Lions aiming to snap some sordid series history vs. the Titans

USA Today

The Detroit Lions have never defeated the Tennessee Titans. As unlikely as that might seem, it’s a fact that dates back to the beginning of the 21st century.

That should change in Week 8. Should

The Lions are favored on Sunday by more points in a game than they have been since before the Titans existed in Nashville. The line is now 11.5 points in Detroit’s favor, and that could very well go up now that the Titans have traded starting WR DeAndre Hopkins and top LB Ernest Jones this week.

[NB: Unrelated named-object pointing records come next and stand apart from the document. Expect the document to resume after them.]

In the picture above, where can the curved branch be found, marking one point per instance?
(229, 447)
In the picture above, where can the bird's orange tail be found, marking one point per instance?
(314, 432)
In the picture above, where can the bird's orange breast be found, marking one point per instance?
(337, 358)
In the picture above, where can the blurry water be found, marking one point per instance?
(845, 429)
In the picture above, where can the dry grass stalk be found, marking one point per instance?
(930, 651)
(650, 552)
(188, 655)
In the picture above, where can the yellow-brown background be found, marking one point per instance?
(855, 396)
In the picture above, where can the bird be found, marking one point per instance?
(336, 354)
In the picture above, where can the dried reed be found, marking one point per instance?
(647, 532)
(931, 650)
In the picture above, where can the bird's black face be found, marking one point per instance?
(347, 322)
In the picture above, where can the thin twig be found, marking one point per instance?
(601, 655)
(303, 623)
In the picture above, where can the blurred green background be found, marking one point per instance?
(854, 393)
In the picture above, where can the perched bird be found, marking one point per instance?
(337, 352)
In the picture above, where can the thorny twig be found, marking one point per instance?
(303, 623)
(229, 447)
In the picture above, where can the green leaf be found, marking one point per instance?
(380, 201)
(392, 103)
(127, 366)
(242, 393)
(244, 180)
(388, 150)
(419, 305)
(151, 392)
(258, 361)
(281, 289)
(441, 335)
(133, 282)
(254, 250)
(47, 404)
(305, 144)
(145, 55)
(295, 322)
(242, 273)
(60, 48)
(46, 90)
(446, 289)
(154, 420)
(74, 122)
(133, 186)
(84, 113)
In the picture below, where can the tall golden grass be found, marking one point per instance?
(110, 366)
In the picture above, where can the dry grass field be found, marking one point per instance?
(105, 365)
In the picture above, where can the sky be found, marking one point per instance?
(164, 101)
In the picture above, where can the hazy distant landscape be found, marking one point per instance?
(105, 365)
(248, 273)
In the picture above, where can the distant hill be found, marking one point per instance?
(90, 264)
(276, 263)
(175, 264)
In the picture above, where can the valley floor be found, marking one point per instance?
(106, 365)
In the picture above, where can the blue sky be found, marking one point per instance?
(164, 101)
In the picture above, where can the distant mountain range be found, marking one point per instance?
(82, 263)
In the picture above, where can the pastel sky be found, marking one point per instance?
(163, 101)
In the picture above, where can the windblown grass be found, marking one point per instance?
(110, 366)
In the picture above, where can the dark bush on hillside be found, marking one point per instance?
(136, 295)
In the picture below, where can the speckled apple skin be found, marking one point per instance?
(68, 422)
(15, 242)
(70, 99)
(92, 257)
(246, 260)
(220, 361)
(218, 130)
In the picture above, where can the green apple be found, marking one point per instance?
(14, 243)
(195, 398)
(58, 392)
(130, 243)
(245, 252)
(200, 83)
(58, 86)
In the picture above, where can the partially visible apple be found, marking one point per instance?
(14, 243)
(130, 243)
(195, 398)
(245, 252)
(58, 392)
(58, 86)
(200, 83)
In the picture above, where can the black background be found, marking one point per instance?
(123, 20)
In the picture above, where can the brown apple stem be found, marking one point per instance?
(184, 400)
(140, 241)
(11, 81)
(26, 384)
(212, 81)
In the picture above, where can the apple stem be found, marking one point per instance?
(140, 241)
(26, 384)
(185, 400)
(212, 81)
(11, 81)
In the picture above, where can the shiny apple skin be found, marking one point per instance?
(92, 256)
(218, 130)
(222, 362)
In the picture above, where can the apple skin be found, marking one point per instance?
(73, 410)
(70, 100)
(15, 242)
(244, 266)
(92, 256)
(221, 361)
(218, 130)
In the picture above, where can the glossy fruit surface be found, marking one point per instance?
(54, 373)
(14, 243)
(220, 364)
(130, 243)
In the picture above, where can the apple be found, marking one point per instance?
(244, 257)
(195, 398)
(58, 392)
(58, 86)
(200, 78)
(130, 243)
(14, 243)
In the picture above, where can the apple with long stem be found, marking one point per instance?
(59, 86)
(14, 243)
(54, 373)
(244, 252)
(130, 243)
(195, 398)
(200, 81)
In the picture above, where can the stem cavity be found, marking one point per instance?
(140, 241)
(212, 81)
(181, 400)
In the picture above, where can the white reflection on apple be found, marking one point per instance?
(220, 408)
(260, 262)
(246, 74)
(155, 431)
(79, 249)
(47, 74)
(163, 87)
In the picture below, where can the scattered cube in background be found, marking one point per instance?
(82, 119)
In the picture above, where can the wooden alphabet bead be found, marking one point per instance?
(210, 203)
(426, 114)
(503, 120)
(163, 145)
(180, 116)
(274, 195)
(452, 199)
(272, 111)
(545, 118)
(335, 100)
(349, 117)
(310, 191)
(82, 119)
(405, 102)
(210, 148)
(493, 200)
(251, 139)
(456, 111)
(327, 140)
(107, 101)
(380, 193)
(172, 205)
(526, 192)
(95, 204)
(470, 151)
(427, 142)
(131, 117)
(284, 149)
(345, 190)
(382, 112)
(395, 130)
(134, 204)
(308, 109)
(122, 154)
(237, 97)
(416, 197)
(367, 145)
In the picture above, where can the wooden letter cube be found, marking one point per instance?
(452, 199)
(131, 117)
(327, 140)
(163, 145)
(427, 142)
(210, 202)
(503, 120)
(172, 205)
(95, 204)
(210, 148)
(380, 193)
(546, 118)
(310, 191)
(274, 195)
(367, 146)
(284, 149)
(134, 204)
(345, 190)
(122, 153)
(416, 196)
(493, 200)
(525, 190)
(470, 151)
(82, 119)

That six-game losing streak to the Titans won’t erase itself, however. In the last meeting inside Ford Field, the Lions were six-point favorites. That was Week 2 of the 2016 season, Jim Caldwell’s final year coaching Detroit. The Mike Mularkey-coached Titans eked out a 16-15 win by scoring the final 13 points, all in the fourth quarter.

Because the Titans kept all the franchise records in their move from Houston, the series includes Tennessee’s decades as the Oilers, too. The Lions did beat the Oilers back in 1995 in the old Astrodome. That game featured two touchdown catches by Herman Moore from Scott Mitchell and 10 combined turnovers in a 24-17 Lions win that happened to be one of Barry Sanders’ worst career games (54 yards on 19 carries).

The Lions have only ever won one home game against the franchise, beating the Oilers in Week 5 of the 1986 season. Going back to that game some 38 years ago, it presents a cautionary tale for how this year’s heavily-favored Lions can avoid a stunning upset.

The box score says Houston dominated Detroit that day. Warren Moon threw for 398 yards for the Oilers, while Eric Hipple managed 93 in the air. However, the Lions picked off Moon three times, twice inside the Detroit 5-yard line. Grinding out 158 rushing yards on 47 carries — a figure they’ve not since topped — Daryl Rogers’ Lions ground Jerry Glanville’s run-and-shoot Oilers into submission.

That is the most sensical way the Titans can keep their unblemished record against Detroit intact–keep the Lions offense off the field and have Jared Goff make uncharacteristic mistakes. The odds say that’s an extreme longshot, and the Lions should end one of the weirder team vs. team anomalies in the NFL on Sunday.